Buying a car is a big financial decision. If you’ve decided on your next vehicle but need help funding the purchase, getting a loan to buy a car is a common solution.
An auto loan is a common way to buy a car, but can you use a personal loan to buy a car as well? The short answer is yes, but you should know a few caveats before taking out a personal loan for your vehicle purchase.
Can you use a personal loan to buy a car?
Technically, there are generally no restrictions in how you use unsecured personal loan funds. You can use a personal loan to buy a car, though in most cases, you might be better off taking out an auto loan for your next vehicle.
One way using a personal loan to buy a car might be useful is if you’re purchasing a project car to fix up. For example, you might want to rebuild a non-operational 1960s muscle car that has a salvage title from a private seller. Personal loan funds can be used to purchase a vehicle in this condition, and a personal loan lender doesn’t have a vested interest in your purchase.
However, getting an auto loan for this project car might be challenging. Auto loans use the vehicle that’s purchased as collateral if you default on the loan. This means that auto loan lenders will consider the vehicle you’re purchasing and its value, compared to your desired loan amount. This minimizes the lender’s risk of a financial loss if it needs to repossess your car to pay off the loan.
Auto loan vs. personal loan: what’s the difference?
Auto loans are installment loans that are used specifically for the purchase of a vehicle, like a car or a motorcycle. When you take out an auto loan, you agree to repay the lender over an agreed-upon timeline for the principal loan balance you have borrowed, plus interest.
Typically, factors like your credit score and down payment factor into whether you’re approved for an auto loan. These loans use your car as collateral, so if you’re unable to make your installment payments, the lender may choose to repossess your car. In exchange for the secured loan, auto loan borrowers may see lower auto loan rates and longer repayment terms, which can help make monthly payments more manageable.
Personal loans are also installment loans you pay over time. However, unlike car loans, personal loan funds can be used for many different needs, including debt consolidation and emergency expenses. Personal loans are generally unsecured, so if you use one to fund your vehicle purchase, you’re not required to use your newly acquired vehicle as collateral.
However, because unsecured loans pose a higher risk of default for lenders, you may see higher interest rates and shorter repayment terms for this type of loan.
Pros of financing a car with a personal loan
Depending on your circumstances, a personal loan may be the best option for financing your vehicle purchase. Some of the benefits of using a personal loan include:
- Fast access to cash: You can receive the money within a few days and aren’t required to find the vehicle you plan on buying first. This is helpful if you want to use a loan to buy a car from a private seller.

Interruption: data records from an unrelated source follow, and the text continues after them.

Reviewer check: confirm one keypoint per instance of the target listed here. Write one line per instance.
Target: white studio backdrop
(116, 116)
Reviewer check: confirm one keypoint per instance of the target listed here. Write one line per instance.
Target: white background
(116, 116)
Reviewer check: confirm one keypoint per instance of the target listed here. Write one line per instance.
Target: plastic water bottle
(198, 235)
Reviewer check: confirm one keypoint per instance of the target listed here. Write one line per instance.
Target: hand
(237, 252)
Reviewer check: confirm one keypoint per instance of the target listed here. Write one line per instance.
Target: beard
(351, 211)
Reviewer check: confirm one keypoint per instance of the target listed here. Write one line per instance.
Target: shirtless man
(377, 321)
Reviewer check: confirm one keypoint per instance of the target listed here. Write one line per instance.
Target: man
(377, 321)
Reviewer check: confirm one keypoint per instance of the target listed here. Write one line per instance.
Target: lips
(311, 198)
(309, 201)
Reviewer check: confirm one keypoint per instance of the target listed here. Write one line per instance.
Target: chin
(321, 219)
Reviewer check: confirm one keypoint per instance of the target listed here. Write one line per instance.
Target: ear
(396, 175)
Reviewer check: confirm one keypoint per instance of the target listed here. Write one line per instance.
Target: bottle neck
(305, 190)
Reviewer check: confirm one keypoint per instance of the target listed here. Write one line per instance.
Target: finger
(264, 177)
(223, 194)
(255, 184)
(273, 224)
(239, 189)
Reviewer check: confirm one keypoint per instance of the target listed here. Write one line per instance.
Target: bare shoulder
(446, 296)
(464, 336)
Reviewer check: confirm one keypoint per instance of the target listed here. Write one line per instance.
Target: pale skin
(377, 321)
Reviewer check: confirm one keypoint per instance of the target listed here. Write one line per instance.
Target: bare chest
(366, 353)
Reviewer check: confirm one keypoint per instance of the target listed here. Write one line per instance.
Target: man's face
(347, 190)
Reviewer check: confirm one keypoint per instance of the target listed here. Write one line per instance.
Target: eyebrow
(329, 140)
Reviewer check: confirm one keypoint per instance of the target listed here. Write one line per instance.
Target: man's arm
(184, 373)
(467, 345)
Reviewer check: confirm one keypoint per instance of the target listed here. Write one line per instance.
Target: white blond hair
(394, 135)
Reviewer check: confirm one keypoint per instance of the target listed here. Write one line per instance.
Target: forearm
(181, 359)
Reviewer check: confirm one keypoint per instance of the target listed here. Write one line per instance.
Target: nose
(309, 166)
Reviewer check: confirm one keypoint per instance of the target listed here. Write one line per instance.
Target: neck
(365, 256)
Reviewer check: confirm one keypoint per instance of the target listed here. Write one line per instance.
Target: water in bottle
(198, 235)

- No collateral: Although some personal loans are secured, many aren’t. If you have good credit, you may be eligible for an affordable unsecured personal loan that doesn’t put your car on the line if you can’t make payments.

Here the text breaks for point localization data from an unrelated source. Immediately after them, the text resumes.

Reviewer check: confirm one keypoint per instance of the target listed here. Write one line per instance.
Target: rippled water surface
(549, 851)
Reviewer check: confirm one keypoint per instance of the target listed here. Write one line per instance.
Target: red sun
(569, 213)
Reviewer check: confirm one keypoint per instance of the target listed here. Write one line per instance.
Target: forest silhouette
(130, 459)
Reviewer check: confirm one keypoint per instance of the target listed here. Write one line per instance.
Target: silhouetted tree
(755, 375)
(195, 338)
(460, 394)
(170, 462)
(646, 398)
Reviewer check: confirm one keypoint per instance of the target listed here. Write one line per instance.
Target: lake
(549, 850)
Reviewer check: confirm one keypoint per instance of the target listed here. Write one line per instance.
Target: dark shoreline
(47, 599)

- Use funds however you choose: Personal loans don’t require you to use the funds in a specific way, as auto loans do. If you change your mind about buying a car, you can repay the loan immediately or put the money toward a different purchase.

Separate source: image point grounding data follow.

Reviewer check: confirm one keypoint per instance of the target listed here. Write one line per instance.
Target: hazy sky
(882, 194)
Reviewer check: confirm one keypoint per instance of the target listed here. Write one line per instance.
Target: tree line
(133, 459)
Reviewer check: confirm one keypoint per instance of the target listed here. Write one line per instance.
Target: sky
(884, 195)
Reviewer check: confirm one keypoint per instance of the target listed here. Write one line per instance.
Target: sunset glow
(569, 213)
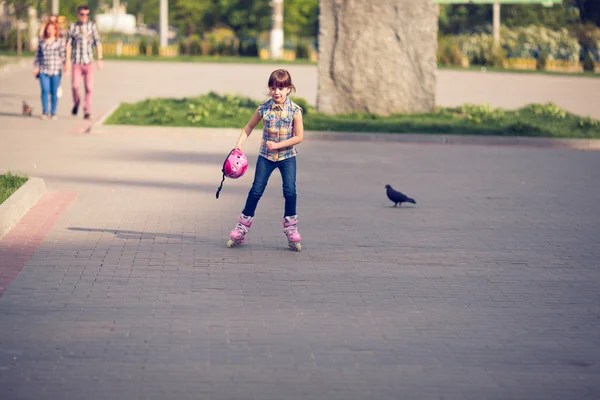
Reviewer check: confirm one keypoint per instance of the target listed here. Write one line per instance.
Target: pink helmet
(234, 167)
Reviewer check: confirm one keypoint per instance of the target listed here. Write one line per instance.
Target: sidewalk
(487, 288)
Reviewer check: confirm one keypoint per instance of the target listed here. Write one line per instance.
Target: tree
(21, 11)
(188, 15)
(301, 17)
(589, 10)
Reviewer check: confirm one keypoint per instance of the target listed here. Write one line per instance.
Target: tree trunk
(377, 56)
(19, 38)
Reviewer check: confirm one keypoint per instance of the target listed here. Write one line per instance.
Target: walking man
(81, 39)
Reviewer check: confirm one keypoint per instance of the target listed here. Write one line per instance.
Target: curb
(418, 138)
(16, 65)
(17, 205)
(98, 124)
(522, 141)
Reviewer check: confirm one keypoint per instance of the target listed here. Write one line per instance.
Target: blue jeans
(264, 168)
(49, 84)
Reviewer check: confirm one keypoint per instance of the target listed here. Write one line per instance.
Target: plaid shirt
(51, 57)
(83, 37)
(278, 121)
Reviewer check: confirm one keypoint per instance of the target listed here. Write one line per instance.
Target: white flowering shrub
(524, 42)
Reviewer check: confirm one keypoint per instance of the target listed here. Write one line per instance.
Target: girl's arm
(248, 129)
(294, 140)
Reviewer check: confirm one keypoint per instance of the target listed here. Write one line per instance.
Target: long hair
(56, 30)
(281, 78)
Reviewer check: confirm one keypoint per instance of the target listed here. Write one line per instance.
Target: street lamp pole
(277, 29)
(164, 22)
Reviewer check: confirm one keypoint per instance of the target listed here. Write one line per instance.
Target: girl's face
(279, 94)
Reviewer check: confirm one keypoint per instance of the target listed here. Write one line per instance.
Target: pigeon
(26, 109)
(398, 197)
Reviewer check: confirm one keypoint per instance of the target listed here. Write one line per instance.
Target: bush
(222, 41)
(448, 52)
(302, 50)
(143, 44)
(588, 63)
(524, 42)
(155, 47)
(249, 47)
(195, 45)
(8, 39)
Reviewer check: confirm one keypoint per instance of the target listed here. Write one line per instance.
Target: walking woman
(50, 62)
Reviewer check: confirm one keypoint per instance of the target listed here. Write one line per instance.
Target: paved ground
(487, 288)
(132, 81)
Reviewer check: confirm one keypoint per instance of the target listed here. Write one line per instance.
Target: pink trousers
(86, 72)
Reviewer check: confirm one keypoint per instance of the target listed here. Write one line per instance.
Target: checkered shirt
(278, 121)
(82, 38)
(51, 57)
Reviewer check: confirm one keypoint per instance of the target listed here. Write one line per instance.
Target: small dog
(26, 109)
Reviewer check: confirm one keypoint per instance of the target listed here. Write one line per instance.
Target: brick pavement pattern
(488, 288)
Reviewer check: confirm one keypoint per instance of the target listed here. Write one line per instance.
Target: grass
(212, 110)
(9, 184)
(480, 68)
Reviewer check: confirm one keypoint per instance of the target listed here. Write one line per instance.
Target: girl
(50, 61)
(283, 129)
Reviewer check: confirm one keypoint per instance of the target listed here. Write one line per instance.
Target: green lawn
(212, 110)
(9, 184)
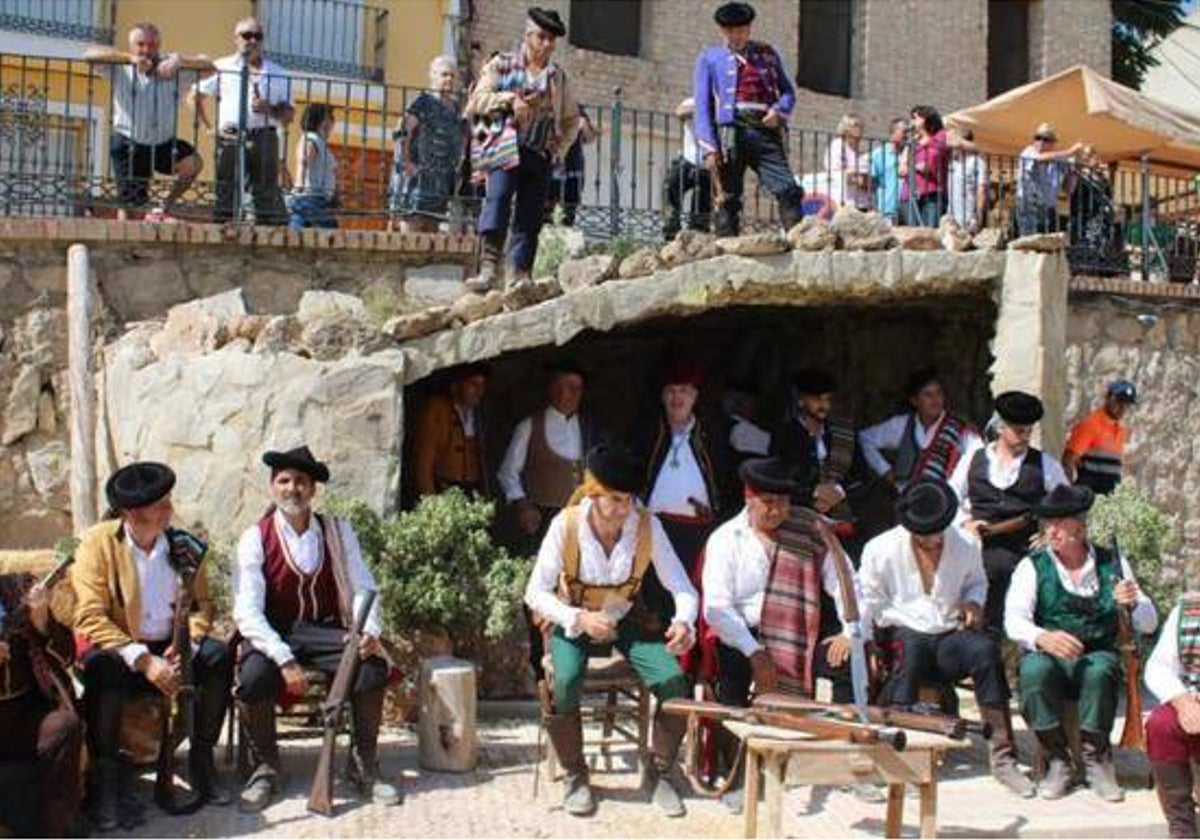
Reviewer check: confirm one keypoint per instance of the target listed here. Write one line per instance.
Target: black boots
(1174, 784)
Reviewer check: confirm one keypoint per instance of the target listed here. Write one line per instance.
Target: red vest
(292, 595)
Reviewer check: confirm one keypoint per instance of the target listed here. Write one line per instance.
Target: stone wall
(1155, 343)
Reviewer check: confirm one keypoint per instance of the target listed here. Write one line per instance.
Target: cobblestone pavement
(497, 799)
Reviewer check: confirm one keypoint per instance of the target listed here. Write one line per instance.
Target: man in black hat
(1062, 610)
(587, 582)
(300, 579)
(1095, 451)
(126, 579)
(933, 619)
(528, 94)
(743, 101)
(999, 485)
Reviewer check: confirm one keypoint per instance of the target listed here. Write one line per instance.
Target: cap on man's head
(1122, 390)
(768, 475)
(1065, 502)
(547, 21)
(733, 15)
(299, 459)
(814, 381)
(927, 507)
(1019, 408)
(138, 484)
(615, 467)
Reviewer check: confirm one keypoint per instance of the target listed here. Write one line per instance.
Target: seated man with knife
(587, 582)
(299, 580)
(1062, 609)
(762, 598)
(924, 582)
(999, 485)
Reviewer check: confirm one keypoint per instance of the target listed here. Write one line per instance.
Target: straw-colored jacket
(108, 599)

Cons of financing a car with a personal loan
Getting a personal loan to buy a car isn’t the best option for everyone. Before taking out a personal loan, consider the following:
- Higher interest rates: Because there’s no collateral for personal loan lenders to fall back on, they typically charge higher interest rates for personal loans than auto loan lenders.
- Less time to repay: Depending on the personal loan terms you qualify for, you may have to repay the entire loan, plus interest, quickly.
- Lower loan amount: Because auto loans are meant for vehicle purchases, you may qualify for a higher loan amount to accommodate the cost of the car. Personal loans, however, typically enforce a loan limit that may or may not cover your entire car purchase.
The bottom line
Whether you should take out a personal loan to buy a car depends on your specific circumstances. Consider what kind of vehicle you’re interested in, your credit score, your budget and your ideal repayment timeline. Regardless of which type of loan you choose for your car purchase, it’s smart to compare offers across multiple lenders. You can also use calculators to determine how much your loan will cost; try starting with Bankrate’s personal loan calculator and auto loan calculator. Ultimately, the best loan for you will offer you a low rate and good terms to make paying for your new car as easy as possible.